The nomenclature of scorpion toxins recognizes two general classes, alpha-and beta-toxins. The division being not whether they are insect or mammalian specific but rather their effect upon sodium channels. Scorpion alpha-toxins induce a prolongation of the action potential of nerves and muscles by slowing down the inactivation of the sodium channel with receptor affinity dependent upon membrane potential, while beta-toxins bind to a receptor site distinct from that of the alpha toxins with binding being independent of voltage. Scorpion alpha- and beta-toxins are sometimes called 'Androctonus-like' and 'Centruroides-like' toxins after the genera from which they were first isolated, these two genera being representative of Old World and New World species respectively.

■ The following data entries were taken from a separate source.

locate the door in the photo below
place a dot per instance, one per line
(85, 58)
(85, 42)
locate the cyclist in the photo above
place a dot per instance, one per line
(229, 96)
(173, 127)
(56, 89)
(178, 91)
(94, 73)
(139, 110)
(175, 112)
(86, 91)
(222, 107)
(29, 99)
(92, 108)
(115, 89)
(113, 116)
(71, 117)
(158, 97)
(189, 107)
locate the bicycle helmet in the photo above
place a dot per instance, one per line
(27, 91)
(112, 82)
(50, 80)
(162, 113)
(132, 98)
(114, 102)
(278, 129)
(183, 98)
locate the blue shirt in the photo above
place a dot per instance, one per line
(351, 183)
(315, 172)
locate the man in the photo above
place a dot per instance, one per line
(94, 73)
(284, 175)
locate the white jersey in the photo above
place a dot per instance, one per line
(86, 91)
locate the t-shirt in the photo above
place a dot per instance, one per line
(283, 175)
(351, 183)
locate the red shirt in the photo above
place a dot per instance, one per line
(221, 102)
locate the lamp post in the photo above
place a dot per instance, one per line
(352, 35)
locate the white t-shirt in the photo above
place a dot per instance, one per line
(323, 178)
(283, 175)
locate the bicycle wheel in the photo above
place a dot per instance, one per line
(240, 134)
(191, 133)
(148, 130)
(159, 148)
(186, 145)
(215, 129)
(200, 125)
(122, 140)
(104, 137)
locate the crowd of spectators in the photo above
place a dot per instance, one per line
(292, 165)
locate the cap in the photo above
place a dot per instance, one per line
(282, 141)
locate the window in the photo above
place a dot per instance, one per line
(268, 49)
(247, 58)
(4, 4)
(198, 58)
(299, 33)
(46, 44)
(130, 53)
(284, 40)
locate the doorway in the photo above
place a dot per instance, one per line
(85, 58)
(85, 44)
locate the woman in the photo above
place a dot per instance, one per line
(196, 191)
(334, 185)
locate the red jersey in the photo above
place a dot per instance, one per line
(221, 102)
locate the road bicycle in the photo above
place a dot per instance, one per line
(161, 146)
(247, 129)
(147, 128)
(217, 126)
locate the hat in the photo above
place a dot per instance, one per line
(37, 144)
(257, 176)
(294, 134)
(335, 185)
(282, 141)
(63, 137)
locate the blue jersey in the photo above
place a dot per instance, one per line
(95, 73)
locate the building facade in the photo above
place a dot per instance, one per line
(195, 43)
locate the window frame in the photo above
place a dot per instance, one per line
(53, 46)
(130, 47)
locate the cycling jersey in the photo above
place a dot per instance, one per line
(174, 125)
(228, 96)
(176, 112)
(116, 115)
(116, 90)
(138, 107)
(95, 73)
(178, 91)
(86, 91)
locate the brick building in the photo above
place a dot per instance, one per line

Both alpha- and beta-toxins further fall into two subgroups with the difference in specificity being the discrimination between mammalian or insect voltage-dependent sodium channels from excitable tissues. This specificity of action is likely to be due to the relative position of the C-terminal peptide in relation to the hydrophobic surface common to all scorpion toxins. The structural motif of the surface of these compounds is an aromatic cluster surrounded by long hydrophobic side-chain residues with protruding loops.

Scorpion alpha-and beta-toxins have been found in both Old and New World species so the division is not definitive along geographical lines, nor is the division between insect and mammalian specific toxins quite so firm. An example is CsE-V from the Central American scorpion Centruroides suffusus. This alpha toxin is significant in that it structurally and functionally represents a transition between New World and Old World scorpion alpha toxins. Another example is the isolated toxin AaHIT4, from the northern African species Androctonus australis that binds to the sodium channels of insects as well as mammals. Further, this toxin competes in binding to a mammal sodium channel with both alpha-type and beta-type anti-mammal scorpion toxins. As such, this toxin could be the first member of a new class of toxins to have ancestral structural features and a wide toxicity range.

Tityustoxin-VII from Tityus serrulatus venom is a peptide that binds to both insect and mammalian nervous tissues. Tityustoxin-VII has a much more flexible structure than the anti-insect toxin AaHIT2 (Androctonus australis hector) or the anti-mammal toxin CssII (Centruroides sculpturatus sculpturatus), allowing it to compete with both of these proteins in binding to the sodium channels of insects and also mammals. This is similar to the situation seen with spiders and conotoxins, where subtle scaffold modifications radically change the specificity of action.

Toxins from different venoms that bind to the same site are quite useful. For example, the scorpion toxin charybdotoxin, which causes concentration dependent contraction, blocks the same receptor on voltage-dependent K+ channels as the snake toxin dendrotoxin, as does the mast cell degranulating peptide from bee venom. The Mexican scorpion Centruroides noxius contains primarily beta toxins, which block voltage-gated K+ channels binding to a site different to that of other beta toxins. A significant activity of noxiustoxin from this species is displacement of bound dendrotoxin (a potent mamba toxin) from synaptosomal membranes from a rat brain, indicating obvious shared pharmacological properties. The common target of these two rather different peptides makes them useful for comparative studies of potassium channels.